Posts tagged "mcp-tooling"

2 posts · all topics

Asking the test authoring agent what tools it wanted

There's a growing recognition in the industry that designing for agents-as-users is a different problem than designing for human users. We've been working through this on my team for a while, and I think it's worth naming what we've actually been doing.

When I was scoping the recent refactor of our test authoring agent's tool surface, I had the agent itself analyze its own tools and write me a report — what surprised it, what felt redundant, what it wanted that wasn't there. That report shaped the tool list in a recent upgrade that made the authoring agent a lot more capable. My teammate, Anja, did something similar with the new results analysis tool, asking a coding agent to explain why it kept reaching for one tool over another, so the design would hold up through MCP.

The pattern across both: when you're building something for an agent to use, the agent itself is the closest user-research subject you have. I want to reach for this approach earlier next time.

mabl remote MCP catching a deployment-breaking selector regression while my PR was still open.

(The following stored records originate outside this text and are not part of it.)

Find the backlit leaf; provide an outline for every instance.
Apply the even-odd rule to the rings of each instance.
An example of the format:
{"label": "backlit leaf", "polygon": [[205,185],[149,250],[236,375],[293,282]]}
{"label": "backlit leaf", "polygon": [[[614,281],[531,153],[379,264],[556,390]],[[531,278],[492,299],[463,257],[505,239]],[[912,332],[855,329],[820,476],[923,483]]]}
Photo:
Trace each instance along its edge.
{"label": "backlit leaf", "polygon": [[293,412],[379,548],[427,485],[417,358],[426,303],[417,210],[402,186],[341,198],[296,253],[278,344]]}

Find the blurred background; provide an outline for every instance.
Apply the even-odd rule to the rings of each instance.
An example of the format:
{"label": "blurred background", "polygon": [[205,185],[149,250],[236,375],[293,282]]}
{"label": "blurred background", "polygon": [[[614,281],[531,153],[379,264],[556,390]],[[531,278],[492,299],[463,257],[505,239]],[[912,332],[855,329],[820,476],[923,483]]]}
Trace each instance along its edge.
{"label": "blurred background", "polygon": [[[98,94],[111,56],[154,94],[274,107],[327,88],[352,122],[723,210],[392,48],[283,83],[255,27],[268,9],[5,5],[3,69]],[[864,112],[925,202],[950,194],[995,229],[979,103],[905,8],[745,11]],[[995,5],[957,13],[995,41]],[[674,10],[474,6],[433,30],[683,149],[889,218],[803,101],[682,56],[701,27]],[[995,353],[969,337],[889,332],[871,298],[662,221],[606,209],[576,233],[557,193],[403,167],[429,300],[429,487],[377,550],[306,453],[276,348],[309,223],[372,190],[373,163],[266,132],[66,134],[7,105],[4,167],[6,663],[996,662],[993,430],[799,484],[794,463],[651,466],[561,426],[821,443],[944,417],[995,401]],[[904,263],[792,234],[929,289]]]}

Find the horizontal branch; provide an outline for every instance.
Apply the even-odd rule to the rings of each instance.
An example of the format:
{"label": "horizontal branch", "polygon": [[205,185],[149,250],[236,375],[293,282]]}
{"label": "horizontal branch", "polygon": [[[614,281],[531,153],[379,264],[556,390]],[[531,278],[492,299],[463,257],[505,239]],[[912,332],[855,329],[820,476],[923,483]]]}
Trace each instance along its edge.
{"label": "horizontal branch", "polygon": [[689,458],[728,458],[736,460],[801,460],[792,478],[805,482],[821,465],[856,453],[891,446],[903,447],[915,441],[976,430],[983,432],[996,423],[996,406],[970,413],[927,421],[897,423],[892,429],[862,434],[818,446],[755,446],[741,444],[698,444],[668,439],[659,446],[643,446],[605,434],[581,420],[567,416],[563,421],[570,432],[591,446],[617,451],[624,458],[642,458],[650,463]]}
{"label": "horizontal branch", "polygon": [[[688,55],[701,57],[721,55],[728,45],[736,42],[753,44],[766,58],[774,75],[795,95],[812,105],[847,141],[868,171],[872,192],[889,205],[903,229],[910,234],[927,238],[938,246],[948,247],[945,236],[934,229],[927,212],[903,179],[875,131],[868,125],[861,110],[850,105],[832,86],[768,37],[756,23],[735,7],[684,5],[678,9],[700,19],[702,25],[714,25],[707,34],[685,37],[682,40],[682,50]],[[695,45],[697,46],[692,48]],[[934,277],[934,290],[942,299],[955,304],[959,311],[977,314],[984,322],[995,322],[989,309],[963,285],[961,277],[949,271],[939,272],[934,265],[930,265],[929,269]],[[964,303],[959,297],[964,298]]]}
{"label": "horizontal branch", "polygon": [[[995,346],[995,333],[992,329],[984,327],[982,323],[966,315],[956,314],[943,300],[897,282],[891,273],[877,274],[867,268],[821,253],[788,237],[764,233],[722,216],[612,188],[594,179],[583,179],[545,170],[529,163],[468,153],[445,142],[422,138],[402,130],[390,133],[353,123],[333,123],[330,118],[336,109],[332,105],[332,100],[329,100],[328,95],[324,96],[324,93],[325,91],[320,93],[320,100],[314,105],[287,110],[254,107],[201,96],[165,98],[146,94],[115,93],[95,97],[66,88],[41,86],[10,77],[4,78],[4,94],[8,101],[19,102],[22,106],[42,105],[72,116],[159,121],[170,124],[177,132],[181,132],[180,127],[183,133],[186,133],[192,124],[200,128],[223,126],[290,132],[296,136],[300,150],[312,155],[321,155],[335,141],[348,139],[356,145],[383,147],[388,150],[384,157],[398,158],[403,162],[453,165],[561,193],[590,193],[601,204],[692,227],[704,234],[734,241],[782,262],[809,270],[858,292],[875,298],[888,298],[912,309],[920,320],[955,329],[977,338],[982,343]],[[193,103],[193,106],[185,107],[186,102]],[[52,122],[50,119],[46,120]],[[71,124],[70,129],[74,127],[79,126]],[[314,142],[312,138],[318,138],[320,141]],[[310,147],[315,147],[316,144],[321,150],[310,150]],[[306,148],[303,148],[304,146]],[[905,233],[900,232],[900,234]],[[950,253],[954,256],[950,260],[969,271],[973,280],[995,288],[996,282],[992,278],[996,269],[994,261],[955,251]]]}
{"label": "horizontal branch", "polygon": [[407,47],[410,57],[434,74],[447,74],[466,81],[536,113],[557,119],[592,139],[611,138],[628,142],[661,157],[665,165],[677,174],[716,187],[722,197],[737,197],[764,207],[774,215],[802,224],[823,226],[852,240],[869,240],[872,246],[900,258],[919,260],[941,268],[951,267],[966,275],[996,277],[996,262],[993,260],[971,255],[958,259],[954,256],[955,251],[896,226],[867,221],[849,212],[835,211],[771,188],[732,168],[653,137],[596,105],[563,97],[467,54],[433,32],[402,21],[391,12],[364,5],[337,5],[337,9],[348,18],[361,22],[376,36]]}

I rewrote the workspace menu on a branch this weekend, swapping a Bootstrap dropdown for a Material-UI button, and the mabl remote MCP told me — in the PR, before I'd merged anything — that I'd just broken every mabl-on-mabl test that goes through login. The agent walked the chain: get_mabl_deployment surfaced the failing deploy preview runs, analyze_failure produced the root-cause synopsis, and get_mabl_test_details located the offending step. Our "App - Login" reusable flow asserts on a specific selector to confirm the workspace dropdown is present. My rewrite replaced that control with one mabl's intelligent find recognizes natively — so the right fix is to delete the brittle assertion and let intelligent find do its job. The agent proposed both: a one-line backwards-compat id to unblock the PR today, and a follow-up to clean up the e2e flow at leisure. Ten seconds in context. I'd have caught this at deploy time without the MCP; I caught it while I was still in the diff.